General Electric
14 March, 2023Turns out march 2013 was a good time to read a book about how GE was secretly a bank that failed.
- Jack was a womanizer I guess I shouldnt be suprised
- Recap of the disaster
- In the 90s, GE used its AAA credit rating to grow a ginormous financial divison that accounted for 50% of its profits. Some parts were related (airplane, power leasing). Some parts were not. (leveraged buyouts, real estate, insurance). It did not have backup lines of credit but used short term loans that could (and did) dry up.
- 2001 made people realize GE had huge liabilities because it insured both planes and the wtc. (I was familiar with this part)

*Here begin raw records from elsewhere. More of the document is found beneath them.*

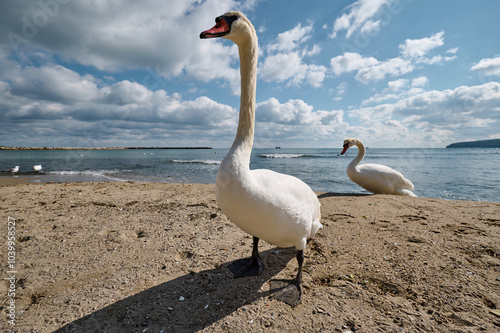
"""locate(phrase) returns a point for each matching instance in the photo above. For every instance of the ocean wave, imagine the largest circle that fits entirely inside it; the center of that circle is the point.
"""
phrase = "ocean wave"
(282, 155)
(93, 173)
(209, 162)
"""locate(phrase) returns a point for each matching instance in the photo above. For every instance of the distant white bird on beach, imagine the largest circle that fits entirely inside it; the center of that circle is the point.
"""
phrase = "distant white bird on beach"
(278, 208)
(375, 178)
(12, 170)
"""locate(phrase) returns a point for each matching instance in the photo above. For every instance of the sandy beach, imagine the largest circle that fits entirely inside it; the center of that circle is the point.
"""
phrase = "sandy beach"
(136, 257)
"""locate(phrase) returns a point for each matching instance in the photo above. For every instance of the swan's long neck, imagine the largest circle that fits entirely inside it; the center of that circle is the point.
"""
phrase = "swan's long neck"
(242, 145)
(361, 154)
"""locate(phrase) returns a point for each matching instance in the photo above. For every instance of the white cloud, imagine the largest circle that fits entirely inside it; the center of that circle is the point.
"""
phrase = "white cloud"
(368, 69)
(285, 59)
(349, 62)
(121, 35)
(417, 48)
(75, 108)
(488, 66)
(419, 81)
(392, 67)
(291, 39)
(446, 114)
(297, 122)
(360, 17)
(371, 27)
(397, 85)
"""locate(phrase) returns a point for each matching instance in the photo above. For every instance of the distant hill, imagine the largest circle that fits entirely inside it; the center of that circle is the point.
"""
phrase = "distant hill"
(476, 144)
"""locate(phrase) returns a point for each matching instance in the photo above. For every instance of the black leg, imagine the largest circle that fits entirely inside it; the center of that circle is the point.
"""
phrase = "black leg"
(248, 267)
(291, 293)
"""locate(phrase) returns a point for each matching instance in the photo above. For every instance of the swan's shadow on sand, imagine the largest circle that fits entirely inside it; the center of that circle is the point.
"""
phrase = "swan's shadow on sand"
(209, 296)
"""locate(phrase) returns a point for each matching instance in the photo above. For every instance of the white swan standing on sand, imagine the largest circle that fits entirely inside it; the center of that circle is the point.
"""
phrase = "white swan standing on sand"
(12, 170)
(278, 208)
(375, 178)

- 2007-8 GE capital did not divest from real estate (despite some internal advice to do so). It went down hard, maybe almost bankrupt. It’s short term financing went away and credit rating went down. It snuck into bailouts by the skin of its teeth by getting declared structurally important.

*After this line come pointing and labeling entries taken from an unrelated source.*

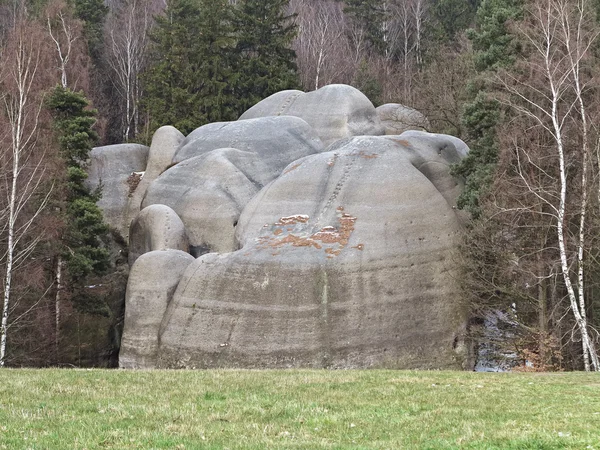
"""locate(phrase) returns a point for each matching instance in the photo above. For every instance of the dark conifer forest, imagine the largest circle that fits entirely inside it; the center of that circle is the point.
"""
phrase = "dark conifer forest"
(516, 80)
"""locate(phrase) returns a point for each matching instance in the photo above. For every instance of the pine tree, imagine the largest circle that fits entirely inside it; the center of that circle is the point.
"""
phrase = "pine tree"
(85, 234)
(451, 17)
(190, 82)
(370, 16)
(494, 47)
(267, 64)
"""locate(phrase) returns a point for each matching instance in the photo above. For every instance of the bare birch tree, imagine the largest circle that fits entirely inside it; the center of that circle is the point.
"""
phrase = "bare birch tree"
(23, 165)
(552, 89)
(127, 28)
(321, 43)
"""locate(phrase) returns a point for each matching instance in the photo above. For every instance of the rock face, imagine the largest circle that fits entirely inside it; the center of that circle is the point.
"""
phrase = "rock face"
(300, 257)
(114, 168)
(156, 227)
(211, 185)
(397, 118)
(152, 281)
(335, 111)
(165, 143)
(328, 277)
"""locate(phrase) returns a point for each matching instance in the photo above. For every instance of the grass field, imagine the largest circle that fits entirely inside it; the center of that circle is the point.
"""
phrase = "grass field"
(98, 409)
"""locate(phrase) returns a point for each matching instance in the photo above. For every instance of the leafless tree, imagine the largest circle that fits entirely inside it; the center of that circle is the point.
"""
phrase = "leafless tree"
(127, 28)
(23, 165)
(552, 89)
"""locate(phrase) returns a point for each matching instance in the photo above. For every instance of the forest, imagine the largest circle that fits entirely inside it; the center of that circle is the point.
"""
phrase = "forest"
(516, 80)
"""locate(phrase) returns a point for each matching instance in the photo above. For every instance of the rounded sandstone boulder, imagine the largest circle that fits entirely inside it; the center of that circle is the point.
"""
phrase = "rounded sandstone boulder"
(152, 281)
(156, 227)
(335, 111)
(347, 261)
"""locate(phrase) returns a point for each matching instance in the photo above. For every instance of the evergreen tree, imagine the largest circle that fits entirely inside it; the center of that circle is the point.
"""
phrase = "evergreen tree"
(451, 17)
(370, 16)
(267, 65)
(85, 234)
(494, 47)
(190, 82)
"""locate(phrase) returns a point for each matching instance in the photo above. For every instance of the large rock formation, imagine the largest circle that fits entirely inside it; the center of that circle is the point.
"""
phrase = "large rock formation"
(335, 111)
(340, 258)
(397, 118)
(116, 170)
(213, 181)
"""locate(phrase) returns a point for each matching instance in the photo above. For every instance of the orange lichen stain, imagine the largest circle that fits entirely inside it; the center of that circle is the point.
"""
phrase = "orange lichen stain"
(402, 142)
(366, 155)
(294, 167)
(295, 241)
(292, 220)
(331, 239)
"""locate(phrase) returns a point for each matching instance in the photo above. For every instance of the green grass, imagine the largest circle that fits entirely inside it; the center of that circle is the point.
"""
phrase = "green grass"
(98, 409)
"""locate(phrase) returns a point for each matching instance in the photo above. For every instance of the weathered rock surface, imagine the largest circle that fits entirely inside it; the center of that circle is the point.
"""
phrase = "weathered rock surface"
(335, 111)
(397, 118)
(156, 227)
(113, 168)
(346, 262)
(212, 184)
(300, 257)
(165, 142)
(152, 281)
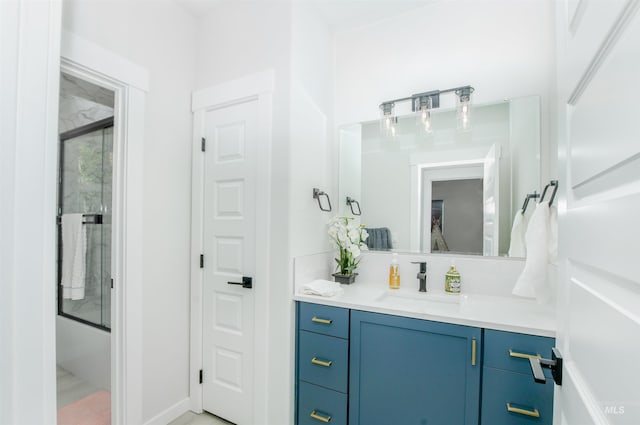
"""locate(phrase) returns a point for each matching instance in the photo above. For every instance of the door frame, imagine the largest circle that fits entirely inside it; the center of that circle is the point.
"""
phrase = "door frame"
(130, 82)
(257, 87)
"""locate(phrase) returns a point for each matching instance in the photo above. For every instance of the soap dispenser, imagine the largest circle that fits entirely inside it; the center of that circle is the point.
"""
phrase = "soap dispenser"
(452, 280)
(394, 273)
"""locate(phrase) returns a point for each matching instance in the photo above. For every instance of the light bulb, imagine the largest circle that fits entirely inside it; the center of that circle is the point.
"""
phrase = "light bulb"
(422, 106)
(463, 109)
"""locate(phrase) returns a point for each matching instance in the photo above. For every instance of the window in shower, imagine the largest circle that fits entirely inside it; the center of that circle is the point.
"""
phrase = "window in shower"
(84, 202)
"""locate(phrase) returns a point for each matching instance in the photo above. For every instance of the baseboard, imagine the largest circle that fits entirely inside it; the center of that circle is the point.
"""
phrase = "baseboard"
(170, 414)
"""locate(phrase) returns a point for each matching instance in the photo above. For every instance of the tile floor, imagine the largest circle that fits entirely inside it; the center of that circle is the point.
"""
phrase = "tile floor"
(205, 418)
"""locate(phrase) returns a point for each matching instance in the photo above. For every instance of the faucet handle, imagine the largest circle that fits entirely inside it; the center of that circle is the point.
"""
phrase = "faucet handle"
(423, 265)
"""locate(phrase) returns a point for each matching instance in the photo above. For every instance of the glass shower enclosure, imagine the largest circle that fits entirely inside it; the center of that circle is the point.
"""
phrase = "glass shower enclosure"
(85, 187)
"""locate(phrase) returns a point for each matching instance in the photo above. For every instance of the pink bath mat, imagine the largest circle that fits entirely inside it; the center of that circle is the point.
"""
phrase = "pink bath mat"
(94, 409)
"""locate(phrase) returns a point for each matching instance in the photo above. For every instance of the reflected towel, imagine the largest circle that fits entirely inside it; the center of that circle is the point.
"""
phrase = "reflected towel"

- 2018, same time Jeff got ousted at CEO, it got a double whammy. A small LTC insurance business it failed to spinoff posted a 20 BILLION loss because its models sucked. The power business crapped itself (part failed merger, part terrible forcast, par bad management).

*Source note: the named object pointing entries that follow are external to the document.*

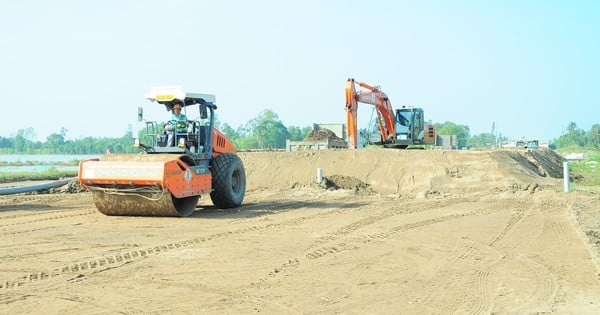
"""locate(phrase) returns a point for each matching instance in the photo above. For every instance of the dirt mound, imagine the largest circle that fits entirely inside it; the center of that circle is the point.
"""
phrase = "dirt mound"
(541, 162)
(418, 173)
(346, 182)
(322, 135)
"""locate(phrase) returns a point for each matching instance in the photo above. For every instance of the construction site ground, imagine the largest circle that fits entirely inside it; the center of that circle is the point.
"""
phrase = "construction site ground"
(386, 232)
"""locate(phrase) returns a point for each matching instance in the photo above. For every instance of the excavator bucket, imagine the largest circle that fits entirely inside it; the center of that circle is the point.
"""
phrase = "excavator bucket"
(145, 184)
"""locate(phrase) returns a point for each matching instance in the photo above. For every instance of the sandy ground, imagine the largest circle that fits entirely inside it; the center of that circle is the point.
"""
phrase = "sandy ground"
(389, 231)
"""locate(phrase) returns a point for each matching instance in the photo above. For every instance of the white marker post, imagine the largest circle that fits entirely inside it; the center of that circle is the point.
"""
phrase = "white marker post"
(566, 176)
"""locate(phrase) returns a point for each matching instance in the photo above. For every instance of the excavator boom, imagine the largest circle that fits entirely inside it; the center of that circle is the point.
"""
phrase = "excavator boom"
(397, 128)
(374, 96)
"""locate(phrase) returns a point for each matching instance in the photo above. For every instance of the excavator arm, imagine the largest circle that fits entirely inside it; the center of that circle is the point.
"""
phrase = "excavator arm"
(374, 96)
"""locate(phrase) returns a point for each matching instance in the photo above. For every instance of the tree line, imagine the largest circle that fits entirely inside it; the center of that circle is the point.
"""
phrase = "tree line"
(266, 131)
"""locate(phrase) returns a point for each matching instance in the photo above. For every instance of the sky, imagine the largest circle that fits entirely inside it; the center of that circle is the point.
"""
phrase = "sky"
(527, 67)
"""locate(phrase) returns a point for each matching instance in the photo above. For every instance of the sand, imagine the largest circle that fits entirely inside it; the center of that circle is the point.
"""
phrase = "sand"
(387, 231)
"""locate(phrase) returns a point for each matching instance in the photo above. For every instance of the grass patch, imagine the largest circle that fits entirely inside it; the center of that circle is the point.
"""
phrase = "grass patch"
(50, 174)
(586, 172)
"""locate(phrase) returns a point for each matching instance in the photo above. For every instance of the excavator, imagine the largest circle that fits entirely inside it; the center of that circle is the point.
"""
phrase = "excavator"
(175, 166)
(401, 128)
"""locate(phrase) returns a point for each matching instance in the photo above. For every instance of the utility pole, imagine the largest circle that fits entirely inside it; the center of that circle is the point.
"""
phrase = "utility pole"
(492, 134)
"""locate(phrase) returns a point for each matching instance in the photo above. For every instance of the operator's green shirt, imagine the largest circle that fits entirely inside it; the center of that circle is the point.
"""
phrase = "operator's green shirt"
(179, 122)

- GE is now basically a jet engine business and a seperate power business .
- Though the book is ambivalent about whether Jeff or Jack set up GE to fail it leans more heavily to jeff. But not sure that’s right. Jeff did try and unwind GE capital but kinda of failed to miss the most important parts (real estate and the LTC). It’s not clear what Jack built was ever sustainable. Success has a thousand fathers and failure is an orphan. Jeff is that orphhan.